Let $S$ be the group of invertible $n \times n$ matrices over $\mathbb{F}_p.$ Alice and Bob take turns choosing elements of $S$ such that no element is repeated and every element must commute with all previous matrices. Whoever cannot move loses. Who wins?
My solution: Let $A = \{ X \in S : X^2 = I\}, B = \{ X \in S : X^2 = -I\}, C = S \setminus (A \cup B).$ If $p \ne 2,$ then $X \ne -X$ for all $X \in S.$ Thus, Bob may win by playing $f(X)$ if Alice plays $X,$ where $$f(X) = \begin{cases} -X, \, X \in A \text{ or } X \in B \text{ and n odd}\\ X^{-1}, \text{ else} \end{cases}.$$ Suppose Alice just played $X$ and previously played $Y \ne X.$ To show Bob never repeats a move, it suffices to show that $f(X) \notin \{Y, f(Y)\}.$ Since $f$ is an involution, $f(X) \in \{Y,f(Y)\} \Rightarrow X \in \{f(Y), Y\},$ which means Alice repeated a move and already lost. Thus, Bob wins if $p \ne 2.$
Suppose $p = 2$ and $X \in A.$ The minimal polynomial of $X$ divides $t^2 - 1 = (t-1)^2 \mod 2,$ so the only eigenvalue of $X$ is $1.$ Let $X = PJP^{-1}$ and let $J_i = I + N$ where $N$ is the matrix with ones on the diagonal right above the main one be a Jordan block of $J.$ We must have $I = J_i^2 = I + N^2 \Rightarrow N^2 = 0 \Rightarrow J_i$ has size $1$ or $2.$
I suspect that in the case $p = 2,$ Alice wins by playing $I,$ then playing $X^{-1}$ whenever Bob plays $X \notin A,$ but I have no idea what she should do in the case $X \in A$ is played. For $n=1,2,$ we can see that Alice wins easily, but trying to analyze all $n$ choices for $J$ is unfeasible for larger $n$ since we have tons of choices for $P$ as well. I believe the catch is that this final case is much harder than the rest of the problem, and I've only scratched the surface of the tip of the iceberg when it comes to solving it. How should I proceed? Any hints, approaches, or ideas?

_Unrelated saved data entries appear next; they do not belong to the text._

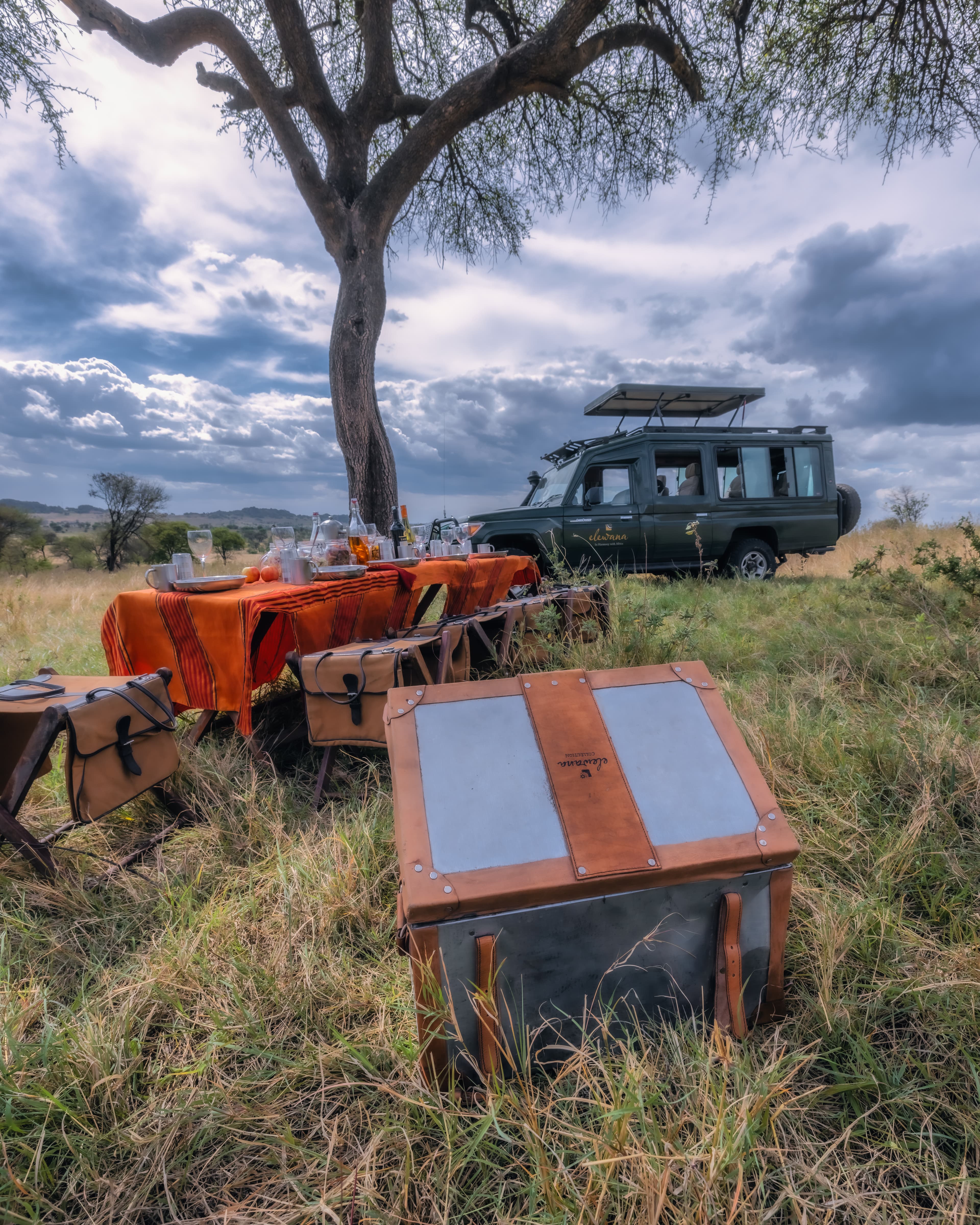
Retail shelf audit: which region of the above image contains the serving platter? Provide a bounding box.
[174,574,248,595]
[312,566,368,583]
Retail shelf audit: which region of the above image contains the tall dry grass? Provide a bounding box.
[0,551,980,1225]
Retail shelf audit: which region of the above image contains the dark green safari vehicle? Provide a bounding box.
[469,383,861,578]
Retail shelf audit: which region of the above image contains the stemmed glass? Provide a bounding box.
[187,528,212,576]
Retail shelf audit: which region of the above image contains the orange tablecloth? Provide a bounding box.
[102,554,538,735]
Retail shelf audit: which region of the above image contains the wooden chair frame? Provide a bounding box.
[0,668,197,876]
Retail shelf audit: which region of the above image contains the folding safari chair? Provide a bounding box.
[285,619,469,808]
[0,668,193,875]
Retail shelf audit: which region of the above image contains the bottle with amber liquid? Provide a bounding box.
[347,497,371,566]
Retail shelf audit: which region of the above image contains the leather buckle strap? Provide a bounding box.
[473,936,500,1077]
[714,893,749,1038]
[115,714,143,774]
[0,679,65,702]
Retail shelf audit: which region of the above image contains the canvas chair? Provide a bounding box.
[285,623,469,808]
[0,668,186,875]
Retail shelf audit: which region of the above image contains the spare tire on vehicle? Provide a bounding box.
[837,485,861,535]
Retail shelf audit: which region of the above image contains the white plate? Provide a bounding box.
[174,574,248,595]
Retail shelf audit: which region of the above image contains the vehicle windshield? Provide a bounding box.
[528,463,578,506]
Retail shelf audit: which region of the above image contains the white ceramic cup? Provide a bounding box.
[143,561,176,592]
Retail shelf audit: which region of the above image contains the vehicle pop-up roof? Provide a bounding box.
[542,383,774,464]
[585,383,766,418]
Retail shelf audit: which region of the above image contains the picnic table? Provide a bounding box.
[102,554,540,736]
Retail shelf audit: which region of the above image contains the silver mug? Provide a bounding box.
[143,561,176,592]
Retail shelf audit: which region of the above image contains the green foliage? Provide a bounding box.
[212,528,245,561]
[52,534,98,571]
[140,519,190,565]
[913,516,980,597]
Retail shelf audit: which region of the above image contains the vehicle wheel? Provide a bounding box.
[725,540,775,579]
[837,485,861,535]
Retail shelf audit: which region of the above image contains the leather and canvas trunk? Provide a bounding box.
[385,663,799,1084]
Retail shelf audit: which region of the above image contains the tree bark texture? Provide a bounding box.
[329,239,398,532]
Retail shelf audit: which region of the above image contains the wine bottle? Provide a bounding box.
[388,506,406,557]
[401,506,415,544]
[347,497,371,566]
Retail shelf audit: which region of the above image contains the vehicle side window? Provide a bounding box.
[582,462,633,506]
[654,447,704,497]
[793,447,823,497]
[717,447,823,499]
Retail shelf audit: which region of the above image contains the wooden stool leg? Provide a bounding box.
[314,745,337,812]
[191,710,218,745]
[0,804,58,876]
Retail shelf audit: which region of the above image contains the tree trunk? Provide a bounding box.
[329,240,398,532]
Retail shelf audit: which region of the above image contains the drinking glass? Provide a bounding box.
[272,528,297,553]
[187,528,212,576]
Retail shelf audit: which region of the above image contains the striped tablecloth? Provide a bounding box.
[102,554,539,735]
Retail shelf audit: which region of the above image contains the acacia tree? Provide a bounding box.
[27,0,980,523]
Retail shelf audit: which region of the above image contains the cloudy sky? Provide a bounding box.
[0,9,980,519]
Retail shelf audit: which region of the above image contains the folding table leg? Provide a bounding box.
[191,710,218,745]
[314,745,337,812]
[0,804,58,876]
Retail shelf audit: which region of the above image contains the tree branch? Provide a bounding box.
[63,0,346,254]
[265,0,347,153]
[195,61,303,113]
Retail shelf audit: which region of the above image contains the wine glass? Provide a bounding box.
[187,528,212,576]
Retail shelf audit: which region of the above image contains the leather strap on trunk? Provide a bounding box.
[474,936,500,1077]
[714,893,749,1038]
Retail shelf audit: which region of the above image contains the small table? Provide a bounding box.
[102,554,540,740]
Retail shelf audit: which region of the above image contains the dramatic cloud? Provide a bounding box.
[735,225,980,425]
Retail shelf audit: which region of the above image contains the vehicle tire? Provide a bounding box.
[725,539,775,581]
[837,485,861,535]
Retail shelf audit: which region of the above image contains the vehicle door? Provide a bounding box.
[565,456,643,570]
[640,442,714,568]
[713,444,833,555]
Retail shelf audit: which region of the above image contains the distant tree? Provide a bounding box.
[881,485,928,527]
[140,519,190,562]
[211,528,245,562]
[15,0,980,524]
[0,502,40,550]
[88,472,167,571]
[52,533,98,570]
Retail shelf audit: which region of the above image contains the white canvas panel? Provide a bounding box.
[415,696,568,872]
[594,681,758,847]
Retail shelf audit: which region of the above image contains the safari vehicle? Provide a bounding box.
[469,383,861,578]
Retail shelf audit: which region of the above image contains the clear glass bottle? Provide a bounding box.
[399,506,415,544]
[347,497,371,566]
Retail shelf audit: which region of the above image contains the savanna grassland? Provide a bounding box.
[0,528,980,1225]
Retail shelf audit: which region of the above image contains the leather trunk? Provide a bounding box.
[385,663,799,1084]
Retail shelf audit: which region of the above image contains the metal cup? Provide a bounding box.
[143,554,178,592]
[283,553,314,587]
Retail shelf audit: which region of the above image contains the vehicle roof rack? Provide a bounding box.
[584,383,766,420]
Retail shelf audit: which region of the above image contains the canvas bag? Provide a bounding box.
[65,674,180,821]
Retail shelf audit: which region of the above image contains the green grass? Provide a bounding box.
[0,564,980,1225]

If we look for a strategy involving just polynomials, we will observe that $\mathbb{F}_2[X]/\langle X^2 - 1 \rangle = \{ O, I, X, X+I\}.$ However, $(X+I)^2 = X^2 + I = 2I = O$ and the other choices are not viable either. Thus, our strategy (which ostensibly must rely on performing some sensible operations on the set of previously played matrices) has to rely on the products of matrices. But which matrices shall we multiply?